An injector 21 is guided through the center of the mixing block 10, through the center of which an open passage extends. This injector extends over the greater part of the length, etc., of the combustion chamber 16 directly along its central axis. Since the injector is normally exposed to high temperature erosion effects from the hot, high velocity combustion gases in the zone, it is usually desirable to provide internal cooling of the wall surrounding passage 22 beyond the cooling provided by the injected material . In the device shown in Fig. 1, this is achieved, for example, by double concentric annular passages 25 and 26 which extend through most of the injector 21 but merge immediately before its lower end. The lower end of the injector 21 must be slightly above the beginning of the tapered section 17, so that the metal-containing

109823/1426

Compound introduced through passage 22 just prior to entry and / or during entry released in this tapered section 17 in the hot combustion gases and mixed therewith becomes * In section 17 there is an even stronger acceleration instead, until practically the speed of sound is reached in the constriction 18. The hot combustion gases are of course generated by igniting the mixture of gaseous or liquid fuel (e.g. natural gas, CO or heating oil) and oxidizing agents (e.g., air, oxygenated air, or oxygen) are formed. This mixture is as already described, with the aid of the row of nozzles 15 and 13 arranged in pairs in the underside of the mixing block 10 formed.
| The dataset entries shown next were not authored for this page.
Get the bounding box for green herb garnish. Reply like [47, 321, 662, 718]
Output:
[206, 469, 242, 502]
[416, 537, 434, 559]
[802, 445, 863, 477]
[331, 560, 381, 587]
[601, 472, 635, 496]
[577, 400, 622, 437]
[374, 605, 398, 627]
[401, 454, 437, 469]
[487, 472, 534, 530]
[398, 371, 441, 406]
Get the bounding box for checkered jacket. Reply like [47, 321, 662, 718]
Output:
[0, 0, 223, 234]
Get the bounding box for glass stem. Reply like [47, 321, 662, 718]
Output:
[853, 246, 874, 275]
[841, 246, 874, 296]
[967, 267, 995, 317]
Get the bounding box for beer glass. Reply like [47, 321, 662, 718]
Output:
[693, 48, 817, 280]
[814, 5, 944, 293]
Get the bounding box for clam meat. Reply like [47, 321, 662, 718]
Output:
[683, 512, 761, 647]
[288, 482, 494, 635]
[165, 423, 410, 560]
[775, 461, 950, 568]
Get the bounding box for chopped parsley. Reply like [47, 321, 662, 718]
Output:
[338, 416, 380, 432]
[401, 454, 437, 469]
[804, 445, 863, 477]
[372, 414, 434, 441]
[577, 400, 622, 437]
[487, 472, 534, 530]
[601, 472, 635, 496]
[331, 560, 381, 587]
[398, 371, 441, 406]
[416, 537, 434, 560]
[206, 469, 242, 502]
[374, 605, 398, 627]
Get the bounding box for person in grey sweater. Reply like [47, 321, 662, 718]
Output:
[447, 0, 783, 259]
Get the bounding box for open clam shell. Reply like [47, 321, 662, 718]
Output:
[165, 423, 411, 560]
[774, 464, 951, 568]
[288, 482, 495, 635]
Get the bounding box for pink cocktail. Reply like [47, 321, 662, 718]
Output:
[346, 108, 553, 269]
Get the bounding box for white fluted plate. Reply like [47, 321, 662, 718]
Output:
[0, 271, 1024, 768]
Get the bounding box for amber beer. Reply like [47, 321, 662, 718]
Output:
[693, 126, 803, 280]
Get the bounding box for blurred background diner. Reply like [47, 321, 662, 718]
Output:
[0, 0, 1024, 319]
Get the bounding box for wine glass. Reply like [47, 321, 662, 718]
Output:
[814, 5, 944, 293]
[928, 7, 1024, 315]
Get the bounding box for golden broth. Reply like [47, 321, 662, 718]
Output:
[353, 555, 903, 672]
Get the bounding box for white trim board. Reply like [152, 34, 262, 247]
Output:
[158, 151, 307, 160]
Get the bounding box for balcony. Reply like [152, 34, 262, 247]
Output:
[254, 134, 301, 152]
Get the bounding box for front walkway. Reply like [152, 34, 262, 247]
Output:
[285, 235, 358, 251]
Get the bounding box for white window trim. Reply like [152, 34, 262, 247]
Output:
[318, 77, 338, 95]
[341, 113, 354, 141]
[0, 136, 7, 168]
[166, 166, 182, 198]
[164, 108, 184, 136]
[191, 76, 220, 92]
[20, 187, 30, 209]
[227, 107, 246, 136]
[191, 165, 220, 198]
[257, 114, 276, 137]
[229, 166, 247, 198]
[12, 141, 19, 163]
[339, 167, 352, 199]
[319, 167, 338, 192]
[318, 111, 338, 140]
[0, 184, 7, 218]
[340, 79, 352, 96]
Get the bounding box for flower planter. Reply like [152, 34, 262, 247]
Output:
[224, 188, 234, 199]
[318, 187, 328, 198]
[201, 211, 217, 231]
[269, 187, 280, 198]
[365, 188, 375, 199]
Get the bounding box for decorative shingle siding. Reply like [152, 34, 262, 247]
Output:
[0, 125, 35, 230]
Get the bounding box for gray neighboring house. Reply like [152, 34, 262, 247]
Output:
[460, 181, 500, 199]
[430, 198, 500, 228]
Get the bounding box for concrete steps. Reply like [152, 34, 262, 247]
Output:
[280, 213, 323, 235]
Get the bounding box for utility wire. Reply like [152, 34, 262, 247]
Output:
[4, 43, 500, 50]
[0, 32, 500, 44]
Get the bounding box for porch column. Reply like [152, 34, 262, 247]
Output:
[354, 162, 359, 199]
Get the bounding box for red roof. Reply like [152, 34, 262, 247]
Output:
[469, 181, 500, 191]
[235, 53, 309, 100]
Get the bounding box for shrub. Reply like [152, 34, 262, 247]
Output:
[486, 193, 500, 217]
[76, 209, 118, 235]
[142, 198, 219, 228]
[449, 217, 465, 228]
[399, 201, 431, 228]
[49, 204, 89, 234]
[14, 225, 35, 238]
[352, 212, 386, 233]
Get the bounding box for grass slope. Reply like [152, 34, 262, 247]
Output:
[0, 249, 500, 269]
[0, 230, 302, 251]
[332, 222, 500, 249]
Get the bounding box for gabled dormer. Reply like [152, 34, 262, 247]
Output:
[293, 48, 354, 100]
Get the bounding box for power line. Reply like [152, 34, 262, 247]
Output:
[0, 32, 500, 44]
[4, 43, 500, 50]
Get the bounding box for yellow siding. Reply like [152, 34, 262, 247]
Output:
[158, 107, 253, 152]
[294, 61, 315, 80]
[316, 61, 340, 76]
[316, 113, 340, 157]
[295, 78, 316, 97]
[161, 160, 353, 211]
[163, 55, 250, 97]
In Pig. 1 is also a diffuser or an expanding one Section 20 is shown immediately below the constriction 18. However, this expanding section 20 is an optional feature of the invention. This part is not necessary unless the from the constriction 18 exiting reaction mixture is intended to speeds that are significantly above Speed of sound lie. Accordingly, as in FIG. 2 indicated, the burner 11 connected to the main reaction chamber 30 have the frustoconical diffuser 20 or not. It should be noted, however, that when the diffuser 20 is used, there is another significant pressure drop in the Transition from the constriction 18 to the reaction chamber 30 takes place «As shown in Fig. 2, the main reaction chamber 30 is generally a laterally closed, inside empty tubular or cylindrical space, which at the upper end directly connects to the lower end of the burner 11 connected is. For this reaction chamber 30 there is a protective lining 31 made of refractory material or Insulating material shown, however, in many cases it is possible to have just a metal jacket or double jacket with space to be used for the circulation of a cooling medium, provided that the appropriate metal is used on the inside

109823 / U26 ' BAD ORi _GiNA

642978

is det, which resists corrosion by the constituents of the reaction mixture. At the bottom (not shown) Suitable separation systems can be installed at the end of the reaction chamber 30 be arranged as they are for the separation of the reaction products and the separation of those contained therein solid metal oxides are common and well known.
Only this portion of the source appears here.